Jesse Zesseu
- Zesseu in 2026

Personal information
- Full name: Jesse Tankwa Zesseu
- Nationality: Canadian
- Born: June 27, 1999 (age 27)
- Home town: Etobicoke, Ontario, Canada
- Height: 183 cm (6 ft 0 in)
- Weight: 180 lb (82 kg)

Sport
- Country: Canada
- Sport: Para athletics
- Disability class: F37
- Events: Discus throw, Long jump
- Club: Royal City Athletics Club
- Coached by: Paul Galas

Medal record
Men's para athletics
Representing Canada
Paralympic Games
| Silver medal – second place | 2024 Paris | Discus throw F37 |
Parapan American Games
| Silver medal – second place | 2023 Santiago | Discus throw F37 |
| Bronze medal – third place | 2023 Santiago | Long jump T37/38 |

= Jesse Zesseu =

Canadian para athletics competitor (born 1999)

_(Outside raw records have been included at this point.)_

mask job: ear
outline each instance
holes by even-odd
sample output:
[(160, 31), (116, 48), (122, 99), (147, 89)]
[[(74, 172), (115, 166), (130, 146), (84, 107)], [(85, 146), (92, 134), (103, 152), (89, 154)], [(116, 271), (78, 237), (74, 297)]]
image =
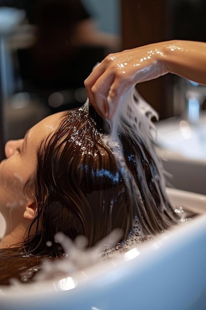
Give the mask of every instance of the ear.
[(26, 207), (26, 211), (24, 213), (24, 217), (26, 219), (33, 219), (37, 213), (37, 205), (34, 203), (28, 204)]

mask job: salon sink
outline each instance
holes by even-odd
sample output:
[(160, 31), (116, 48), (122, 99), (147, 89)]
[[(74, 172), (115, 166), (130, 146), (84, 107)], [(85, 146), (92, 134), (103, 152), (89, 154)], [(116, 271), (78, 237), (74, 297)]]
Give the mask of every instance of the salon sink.
[(173, 204), (201, 213), (162, 235), (64, 279), (0, 286), (4, 310), (204, 310), (206, 196), (167, 189)]
[(157, 152), (168, 185), (206, 194), (206, 114), (197, 125), (171, 118), (158, 122)]

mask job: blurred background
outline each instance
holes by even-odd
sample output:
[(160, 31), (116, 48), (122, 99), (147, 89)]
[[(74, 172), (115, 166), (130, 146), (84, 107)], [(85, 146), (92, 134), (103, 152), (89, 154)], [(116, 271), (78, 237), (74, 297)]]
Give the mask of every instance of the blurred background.
[[(0, 0), (0, 159), (8, 139), (23, 137), (47, 115), (82, 105), (84, 80), (109, 53), (172, 39), (205, 42), (206, 13), (205, 0)], [(171, 119), (178, 124), (173, 134), (180, 133), (179, 120), (186, 122), (184, 139), (188, 126), (197, 129), (205, 87), (167, 74), (137, 89), (165, 122), (162, 132)], [(165, 141), (178, 140), (170, 132), (163, 149)], [(187, 137), (189, 150), (197, 150)]]

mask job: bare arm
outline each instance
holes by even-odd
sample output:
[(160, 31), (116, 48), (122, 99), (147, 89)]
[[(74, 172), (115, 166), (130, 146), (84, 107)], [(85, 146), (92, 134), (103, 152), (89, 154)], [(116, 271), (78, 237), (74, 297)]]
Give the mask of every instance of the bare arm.
[(84, 84), (97, 112), (111, 118), (129, 88), (168, 72), (206, 85), (206, 43), (171, 41), (110, 54)]

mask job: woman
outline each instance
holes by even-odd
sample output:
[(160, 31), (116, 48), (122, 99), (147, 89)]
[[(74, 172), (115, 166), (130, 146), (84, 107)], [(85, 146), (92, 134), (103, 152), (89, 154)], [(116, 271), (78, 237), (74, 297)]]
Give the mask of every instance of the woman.
[(206, 85), (206, 43), (173, 40), (110, 54), (86, 79), (90, 102), (111, 119), (135, 84), (168, 72)]
[[(115, 228), (122, 232), (122, 242), (177, 222), (144, 137), (134, 138), (123, 120), (124, 158), (118, 162), (107, 125), (87, 103), (47, 117), (24, 139), (6, 144), (6, 159), (0, 164), (0, 211), (7, 223), (0, 283), (8, 283), (5, 265), (14, 276), (39, 265), (41, 257), (64, 255), (55, 241), (58, 231), (72, 240), (84, 235), (90, 247)], [(20, 270), (14, 272), (16, 264)]]
[[(190, 50), (186, 49), (187, 44)], [(179, 45), (181, 62), (177, 57)], [(55, 240), (58, 231), (72, 240), (83, 235), (90, 247), (115, 228), (121, 229), (122, 242), (131, 234), (144, 238), (160, 233), (178, 221), (150, 142), (153, 110), (132, 92), (134, 98), (127, 104), (135, 123), (130, 122), (131, 115), (118, 113), (115, 128), (120, 141), (113, 143), (104, 115), (112, 117), (117, 103), (114, 100), (114, 107), (109, 110), (106, 98), (115, 94), (121, 103), (119, 96), (128, 88), (166, 70), (204, 83), (200, 64), (204, 63), (205, 49), (199, 43), (163, 43), (111, 55), (85, 81), (91, 102), (102, 117), (87, 103), (79, 109), (50, 116), (30, 129), (24, 139), (7, 143), (7, 158), (0, 164), (0, 211), (7, 224), (0, 244), (4, 258), (10, 258), (13, 263), (13, 257), (19, 261), (20, 257), (31, 265), (40, 256), (63, 255)], [(196, 59), (196, 67), (188, 59)], [(164, 64), (161, 57), (166, 59)], [(134, 102), (134, 106), (130, 104)], [(11, 248), (12, 254), (5, 254), (5, 248)], [(36, 257), (34, 262), (32, 257)], [(5, 259), (0, 261), (5, 270)], [(7, 261), (9, 266), (10, 260)], [(28, 261), (22, 263), (28, 268)]]

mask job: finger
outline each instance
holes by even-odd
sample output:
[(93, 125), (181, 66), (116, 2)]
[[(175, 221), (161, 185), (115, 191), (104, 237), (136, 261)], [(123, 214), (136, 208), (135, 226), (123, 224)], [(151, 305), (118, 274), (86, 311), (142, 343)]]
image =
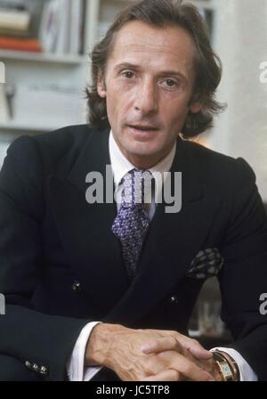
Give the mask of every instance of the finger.
[(154, 376), (149, 376), (141, 381), (182, 381), (182, 376), (176, 370), (165, 370)]
[(168, 368), (176, 370), (187, 379), (193, 381), (214, 381), (214, 379), (209, 372), (177, 352), (160, 353), (158, 356), (166, 362)]
[(160, 332), (164, 334), (164, 336), (174, 337), (176, 338), (182, 346), (189, 349), (194, 356), (199, 359), (206, 360), (213, 357), (211, 352), (205, 349), (197, 339), (192, 339), (190, 337), (174, 330), (163, 330)]
[(210, 351), (205, 349), (202, 345), (196, 339), (191, 339), (189, 337), (182, 336), (177, 338), (180, 344), (198, 359), (209, 360), (212, 359), (213, 354)]
[(159, 352), (174, 350), (182, 353), (182, 346), (174, 337), (163, 337), (154, 339), (142, 346), (144, 354), (158, 354)]

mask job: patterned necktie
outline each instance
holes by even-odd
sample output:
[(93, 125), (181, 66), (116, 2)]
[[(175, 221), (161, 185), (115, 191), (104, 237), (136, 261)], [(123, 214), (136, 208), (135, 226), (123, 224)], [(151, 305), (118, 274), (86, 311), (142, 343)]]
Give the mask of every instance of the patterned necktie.
[[(148, 175), (150, 179), (147, 178)], [(150, 171), (132, 169), (124, 177), (121, 205), (111, 228), (121, 241), (123, 258), (131, 280), (135, 275), (141, 248), (150, 224), (144, 193), (145, 185), (147, 188), (148, 182), (150, 183)]]

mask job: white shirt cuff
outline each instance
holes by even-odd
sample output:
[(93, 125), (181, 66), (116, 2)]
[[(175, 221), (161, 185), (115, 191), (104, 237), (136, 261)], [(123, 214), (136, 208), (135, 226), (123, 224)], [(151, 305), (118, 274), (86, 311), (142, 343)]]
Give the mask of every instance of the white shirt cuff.
[(69, 362), (67, 364), (67, 373), (69, 381), (89, 381), (101, 370), (101, 367), (85, 367), (85, 354), (90, 334), (97, 324), (101, 322), (88, 322), (81, 330), (76, 341)]
[(238, 364), (240, 373), (240, 381), (257, 381), (258, 378), (252, 370), (248, 362), (241, 356), (241, 354), (231, 347), (214, 347), (211, 351), (222, 351), (230, 354)]

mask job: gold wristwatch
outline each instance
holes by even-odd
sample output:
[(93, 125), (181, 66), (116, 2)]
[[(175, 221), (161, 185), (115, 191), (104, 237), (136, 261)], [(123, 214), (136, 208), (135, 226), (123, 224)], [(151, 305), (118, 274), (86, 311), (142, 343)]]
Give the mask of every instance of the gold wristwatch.
[(214, 359), (223, 381), (239, 381), (239, 370), (238, 364), (225, 352), (213, 351)]

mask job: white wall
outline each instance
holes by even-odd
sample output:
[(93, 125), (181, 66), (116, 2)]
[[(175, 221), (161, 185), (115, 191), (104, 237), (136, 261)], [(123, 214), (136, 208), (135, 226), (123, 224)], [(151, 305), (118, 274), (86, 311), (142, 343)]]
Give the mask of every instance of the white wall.
[(267, 200), (267, 1), (217, 0), (214, 45), (223, 63), (219, 98), (228, 110), (216, 120), (213, 149), (243, 157), (254, 168)]

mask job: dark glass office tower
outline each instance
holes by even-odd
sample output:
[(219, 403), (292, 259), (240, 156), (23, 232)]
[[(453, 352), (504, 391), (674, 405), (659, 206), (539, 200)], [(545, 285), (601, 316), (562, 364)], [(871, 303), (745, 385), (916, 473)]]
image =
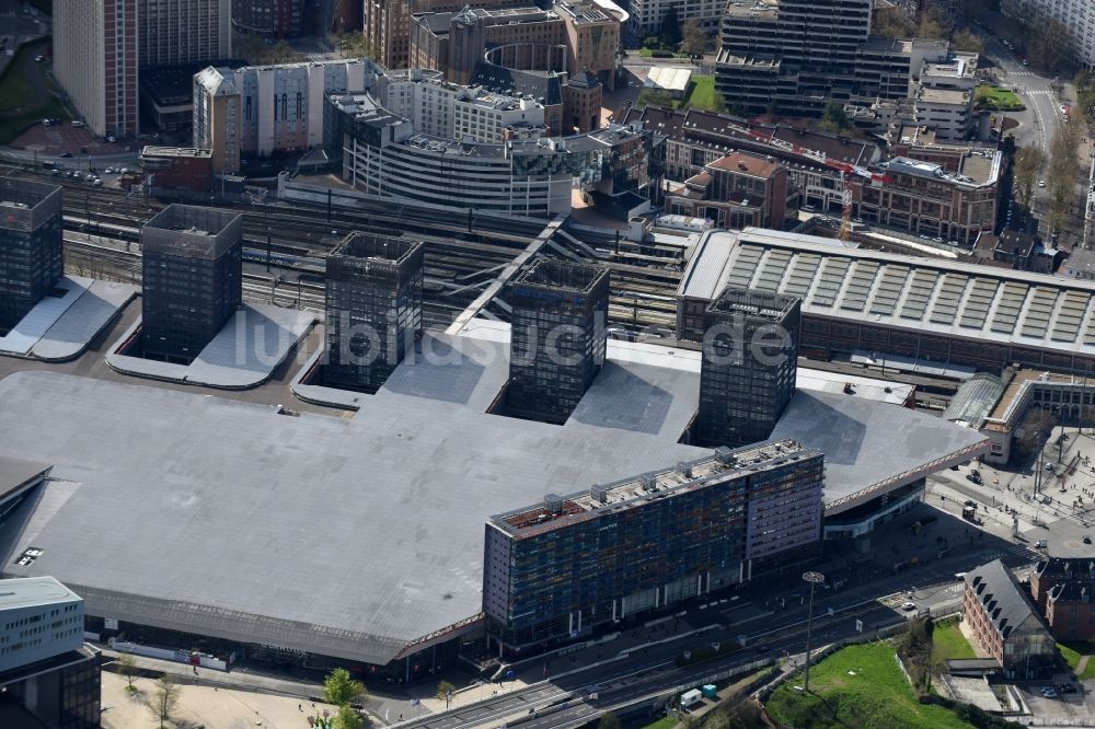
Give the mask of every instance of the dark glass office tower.
[(422, 241), (350, 233), (327, 256), (323, 383), (374, 393), (422, 329)]
[(766, 440), (795, 393), (802, 302), (726, 289), (704, 312), (700, 369), (702, 443)]
[(510, 649), (585, 637), (819, 554), (825, 456), (783, 440), (492, 517), (483, 612)]
[(604, 362), (609, 271), (535, 261), (509, 285), (506, 413), (565, 423)]
[(65, 274), (61, 188), (0, 181), (0, 335), (26, 316)]
[(243, 217), (171, 205), (140, 240), (143, 354), (188, 363), (243, 303)]

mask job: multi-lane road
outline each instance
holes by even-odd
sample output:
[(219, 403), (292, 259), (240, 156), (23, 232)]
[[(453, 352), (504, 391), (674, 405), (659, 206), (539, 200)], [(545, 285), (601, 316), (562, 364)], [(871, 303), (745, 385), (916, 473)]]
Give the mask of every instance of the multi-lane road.
[[(922, 510), (919, 518), (931, 513), (941, 514), (938, 522), (933, 522), (932, 526), (937, 531), (920, 541), (927, 545), (927, 553), (934, 557), (937, 537), (946, 535), (957, 546), (957, 540), (964, 540), (969, 525), (934, 510)], [(823, 571), (830, 577), (844, 578), (830, 579), (830, 582), (838, 586), (843, 583), (843, 587), (818, 590), (814, 608), (812, 645), (816, 648), (854, 636), (858, 627), (857, 621), (862, 622), (865, 630), (900, 624), (909, 615), (915, 614), (902, 609), (907, 601), (912, 601), (918, 612), (926, 611), (933, 615), (953, 613), (961, 599), (960, 581), (956, 578), (956, 572), (996, 556), (1001, 556), (1013, 567), (1029, 565), (1035, 558), (1034, 552), (1024, 545), (1001, 539), (1006, 530), (996, 530), (994, 524), (992, 529), (994, 531), (987, 533), (986, 537), (972, 540), (961, 549), (955, 549), (953, 556), (931, 559), (931, 564), (921, 565), (912, 572), (902, 570), (895, 574), (888, 562), (873, 569), (862, 565), (844, 569), (841, 555), (834, 555), (828, 560)], [(894, 542), (894, 548), (898, 544), (903, 545), (907, 539), (918, 541), (918, 537), (902, 535), (908, 532), (900, 524), (891, 532), (897, 534), (896, 539), (889, 540)], [(996, 535), (996, 532), (1001, 533)], [(876, 554), (887, 555), (880, 557), (880, 560), (888, 559), (890, 546), (876, 546)], [(922, 558), (921, 562), (925, 560)], [(481, 690), (472, 690), (473, 695), (475, 691), (482, 691), (483, 699), (451, 711), (420, 718), (415, 716), (415, 709), (404, 713), (401, 708), (399, 711), (404, 713), (407, 719), (400, 726), (414, 729), (471, 729), (497, 727), (505, 722), (523, 729), (579, 727), (606, 711), (619, 711), (636, 705), (664, 706), (671, 695), (683, 688), (695, 687), (716, 676), (751, 670), (770, 663), (775, 658), (788, 657), (795, 660), (798, 657), (800, 660), (805, 650), (807, 610), (803, 589), (783, 582), (761, 591), (754, 590), (752, 594), (752, 598), (746, 598), (751, 599), (752, 603), (722, 600), (717, 605), (705, 605), (706, 610), (698, 610), (693, 605), (683, 618), (689, 621), (688, 625), (683, 626), (682, 623), (681, 628), (687, 627), (690, 635), (664, 639), (645, 647), (632, 647), (622, 655), (615, 655), (610, 645), (607, 645), (603, 649), (604, 660), (592, 660), (587, 668), (578, 670), (570, 668), (572, 664), (566, 661), (552, 659), (553, 666), (561, 663), (569, 670), (564, 674), (551, 675), (545, 681), (539, 680), (541, 664), (538, 662), (527, 669), (526, 678), (530, 671), (533, 674), (531, 680), (535, 681), (527, 688), (492, 696), (487, 692), (493, 686), (484, 685)], [(733, 653), (685, 668), (678, 668), (676, 664), (683, 650), (712, 643), (738, 645), (741, 638), (745, 647)], [(581, 664), (578, 663), (579, 667)], [(395, 716), (393, 714), (392, 718)]]

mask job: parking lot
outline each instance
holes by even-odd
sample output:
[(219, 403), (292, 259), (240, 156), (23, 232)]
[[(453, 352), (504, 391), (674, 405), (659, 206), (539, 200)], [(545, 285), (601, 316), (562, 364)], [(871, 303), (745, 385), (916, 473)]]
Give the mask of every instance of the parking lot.
[[(1071, 686), (1071, 693), (1061, 693), (1058, 686)], [(1016, 686), (1019, 697), (1030, 714), (1041, 722), (1057, 726), (1077, 726), (1091, 722), (1095, 714), (1095, 696), (1083, 684), (1071, 681), (1068, 674), (1053, 676), (1053, 681)], [(1049, 690), (1044, 692), (1042, 690)]]

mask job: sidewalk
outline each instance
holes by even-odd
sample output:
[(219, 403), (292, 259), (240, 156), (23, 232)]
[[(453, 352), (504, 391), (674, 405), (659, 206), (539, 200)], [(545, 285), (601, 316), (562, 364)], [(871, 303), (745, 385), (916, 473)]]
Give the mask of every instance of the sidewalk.
[[(96, 647), (103, 651), (103, 656), (107, 660), (113, 660), (118, 656), (118, 651), (111, 650), (106, 646), (97, 645)], [(297, 698), (308, 698), (309, 696), (321, 696), (323, 694), (323, 686), (319, 683), (297, 681), (288, 678), (275, 678), (253, 669), (217, 671), (215, 669), (199, 668), (195, 673), (192, 666), (157, 658), (146, 658), (145, 656), (134, 656), (134, 662), (139, 669), (170, 673), (178, 679), (178, 683), (263, 691)]]

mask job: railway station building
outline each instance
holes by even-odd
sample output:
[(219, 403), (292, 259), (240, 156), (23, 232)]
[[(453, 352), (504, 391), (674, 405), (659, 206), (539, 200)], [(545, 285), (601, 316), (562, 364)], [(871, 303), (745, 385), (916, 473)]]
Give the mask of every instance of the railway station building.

Jesse Zesseu (born June 27, 1999) is a Canadian para-athlete specializing in discus throw and long jump.

==Early life==
Zesseu attended Bishop Allen Academy and then earned a Bachelor of Arts degree in political science from the University of Guelph.

==Career==
Zesseu competed at the 2023 World Para Athletics Championships in the discus throw and long jump T37 events.

Zesseu represented Canada at the 2024 Summer Paralympics and won a silver medal in the discus throw F37 event.